We began our tour with Kristen Jordan, who started Sea Cider with her husband Bruce in 2004. Kristen grew up with a family orchard, and Bruce with a passion for cider making. Together they decided to start their own orchard and ciderhouse, dedicated to preserving the heritage of many varieties of apples as well as taking this ‘humble’ beverage to new heights. We toured the cider making facilities, even watching them prepare some apples for the press.
Cider is simply a fermented drink made from apples, not from grapes, but the varieties you can make seem endless. I had no idea! It’s not just about the apples you use (and the endless combinations therein), but also the yeasts you use (or don’t use) and how the cider is then aged. Sea Cider believes in organic farming, and in embracing the local farming community. Their Kings & Spies cider, for example, makes use of apples gathered from local heritage trees in the area.
The tasting menu included 9 ciders, ranging from dry to sweet:
- Flagship – German-style, ultra-dry, fermented with champagne yeast.

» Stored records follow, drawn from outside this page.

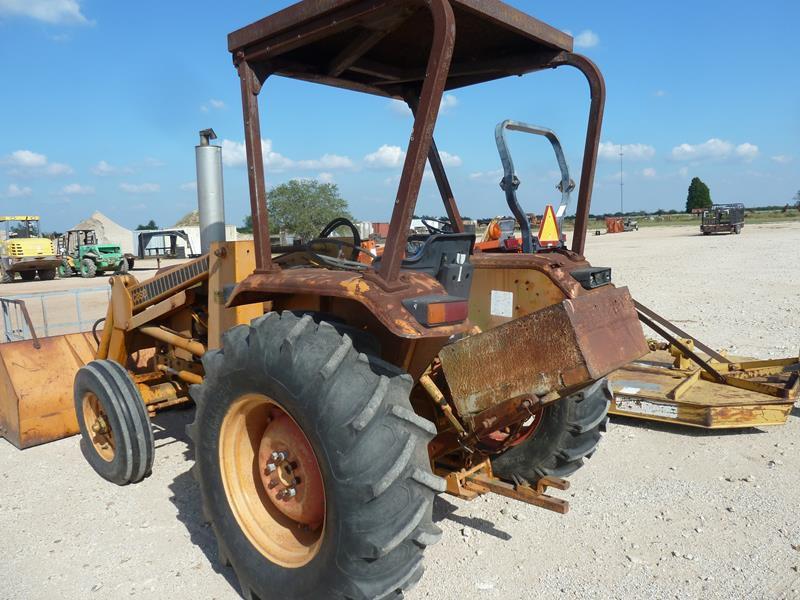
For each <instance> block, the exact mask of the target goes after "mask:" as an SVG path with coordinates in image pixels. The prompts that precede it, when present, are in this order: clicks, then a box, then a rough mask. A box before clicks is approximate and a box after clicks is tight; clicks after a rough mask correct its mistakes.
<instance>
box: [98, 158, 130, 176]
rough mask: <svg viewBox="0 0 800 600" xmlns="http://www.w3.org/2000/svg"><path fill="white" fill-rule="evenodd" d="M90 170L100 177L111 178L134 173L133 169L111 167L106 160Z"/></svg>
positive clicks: (113, 165) (112, 166)
mask: <svg viewBox="0 0 800 600" xmlns="http://www.w3.org/2000/svg"><path fill="white" fill-rule="evenodd" d="M90 170H91V172H92V173H93V174H95V175H98V176H100V177H109V176H111V175H123V174H124V175H130V174H131V173H133V169H131V168H130V167H115V166H114V165H111V164H109V163H107V162H106V161H104V160H101V161H100V162H99V163H97V164H96V165H95V166H93V167H92V168H91V169H90Z"/></svg>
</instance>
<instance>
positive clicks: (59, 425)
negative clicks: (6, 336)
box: [0, 333, 97, 449]
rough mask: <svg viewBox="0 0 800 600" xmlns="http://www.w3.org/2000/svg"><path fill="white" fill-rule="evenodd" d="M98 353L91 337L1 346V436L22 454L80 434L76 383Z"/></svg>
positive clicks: (74, 334)
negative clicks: (10, 443) (73, 386)
mask: <svg viewBox="0 0 800 600" xmlns="http://www.w3.org/2000/svg"><path fill="white" fill-rule="evenodd" d="M37 344H38V346H39V347H38V348H37V347H36V345H37ZM96 348H97V345H96V344H95V342H94V340H93V339H92V334H91V333H73V334H67V335H58V336H51V337H44V338H38V340H22V341H17V342H8V343H5V344H0V436H1V437H4V438H6V439H7V440H8V441H9V442H11V443H12V444H14V445H15V446H16V447H17V448H20V449H24V448H29V447H30V446H36V445H38V444H44V443H46V442H51V441H54V440H59V439H61V438H65V437H69V436H71V435H75V434H76V433H78V421H77V418H76V416H75V408H74V406H75V405H74V403H73V398H72V383H73V380H74V379H75V374H76V373H77V371H78V369H79V368H80V367H82V366H83V365H85V364H86V363H88V362H89V361H91V360H93V359H94V355H95V350H96Z"/></svg>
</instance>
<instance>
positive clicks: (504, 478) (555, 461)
mask: <svg viewBox="0 0 800 600" xmlns="http://www.w3.org/2000/svg"><path fill="white" fill-rule="evenodd" d="M610 401H611V389H610V388H609V387H608V381H607V380H605V379H601V380H600V381H597V382H595V383H593V384H592V385H590V386H588V387H587V388H585V389H583V390H581V391H580V392H578V393H576V394H573V395H572V396H569V397H567V398H563V399H561V400H558V401H556V402H555V403H554V404H551V405H550V406H548V407H546V408H545V409H544V413H543V414H542V417H541V418H542V420H541V422H540V423H539V425H538V427H537V429H536V431H534V433H533V435H532V436H531V437H530V438H529V439H527V440H525V441H524V442H522V443H521V444H519V445H518V446H514V447H512V448H510V449H509V450H506V451H505V452H504V453H503V454H500V455H499V456H496V457H494V458H493V459H492V470H493V471H494V472H495V474H496V475H498V476H499V477H501V478H503V479H506V480H508V481H513V480H514V479H515V477H521V478H523V479H525V480H526V481H528V482H530V483H536V482H537V481H539V479H541V478H542V477H545V476H551V477H568V476H569V475H572V474H573V473H574V472H575V471H577V470H578V469H579V468H580V467H581V466H582V465H583V462H584V459H586V458H591V456H592V454H594V451H595V450H596V449H597V445H598V444H599V443H600V438H601V437H602V434H603V432H604V431H605V430H606V427H607V424H608V408H609V406H610Z"/></svg>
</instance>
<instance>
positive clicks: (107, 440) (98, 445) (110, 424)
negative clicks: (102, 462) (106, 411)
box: [83, 392, 116, 462]
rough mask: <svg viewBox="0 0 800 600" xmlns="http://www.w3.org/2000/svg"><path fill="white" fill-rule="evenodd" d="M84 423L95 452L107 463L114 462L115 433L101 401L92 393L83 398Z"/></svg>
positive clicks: (114, 448)
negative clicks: (114, 442)
mask: <svg viewBox="0 0 800 600" xmlns="http://www.w3.org/2000/svg"><path fill="white" fill-rule="evenodd" d="M83 422H84V423H85V424H86V431H87V432H88V433H89V440H90V441H91V442H92V446H93V447H94V450H95V452H97V454H98V455H99V456H100V458H102V459H103V460H104V461H106V462H111V461H112V460H114V454H115V452H116V446H115V444H114V431H113V430H112V429H111V424H110V423H109V421H108V415H106V411H105V410H104V409H103V405H102V404H101V403H100V399H99V398H98V397H97V396H96V395H95V394H94V393H92V392H86V394H84V396H83Z"/></svg>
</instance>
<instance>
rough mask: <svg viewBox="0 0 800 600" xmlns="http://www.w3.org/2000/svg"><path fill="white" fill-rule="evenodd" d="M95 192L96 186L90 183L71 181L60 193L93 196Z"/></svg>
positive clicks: (67, 195)
mask: <svg viewBox="0 0 800 600" xmlns="http://www.w3.org/2000/svg"><path fill="white" fill-rule="evenodd" d="M92 194H94V188H93V187H92V186H90V185H81V184H80V183H70V184H68V185H65V186H64V187H62V188H61V191H60V192H59V195H61V196H91V195H92Z"/></svg>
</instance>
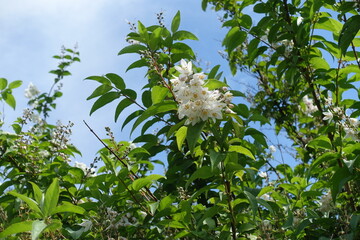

Ianiv’s review: This one and the Wild English drier are very similar to a dry white wine. I’m not a big fan of white wine so they were not my favorites.
- Wild English - using English bittersweet cider apples.
- Kings & Spies - made with a blend of local heritage apples. Ianiv’s review: A bit sweeter than the first two, with floral and pear notes.
- Perry – made with Perry Pears from North Saanich.
- Pippins - made with the Newton Pippin apple blended with Island-grown apples. Ianiv’s review: I think this is a lot closer to what most people are used to when talking about cider. It has a higher alcohol content but not enough to distract you from the sweeter fruit flavors. We bought 2 bottles of this cider for our upcoming baby shower!
- Rumrunner - This was a favorite of many in the review. It’s made from heritage apples, slowly fermented, and aged in rum barrels. Interestingly, the barrels are used for various other alcohols before they are used for rum, so they come well-seasoned! Ianiv’s review: Wow, this was different! The barrels give this cider very nice rum and brown sugar notes. This one will warm your throat on the way down.
- Cyser – This cider is blended with organic honey, making it more of an apertif-cider. Ianiv’s review: I expected this to be sweeter and to have a bit more honey notes. Not my favorite.
- Pommeau – This cider has the highest alcohol level (18%) and uses Snow apples, which date back to the 1600s. Ianiv’s review: Very similar to a brandy or sherry. We bought a bottle.
- Pomona - This cider is made by freezing, then slowly fermenting, crabapple juice. Definitely a dessert cider. Ianiv’s review: Very sweet, like an ice wine.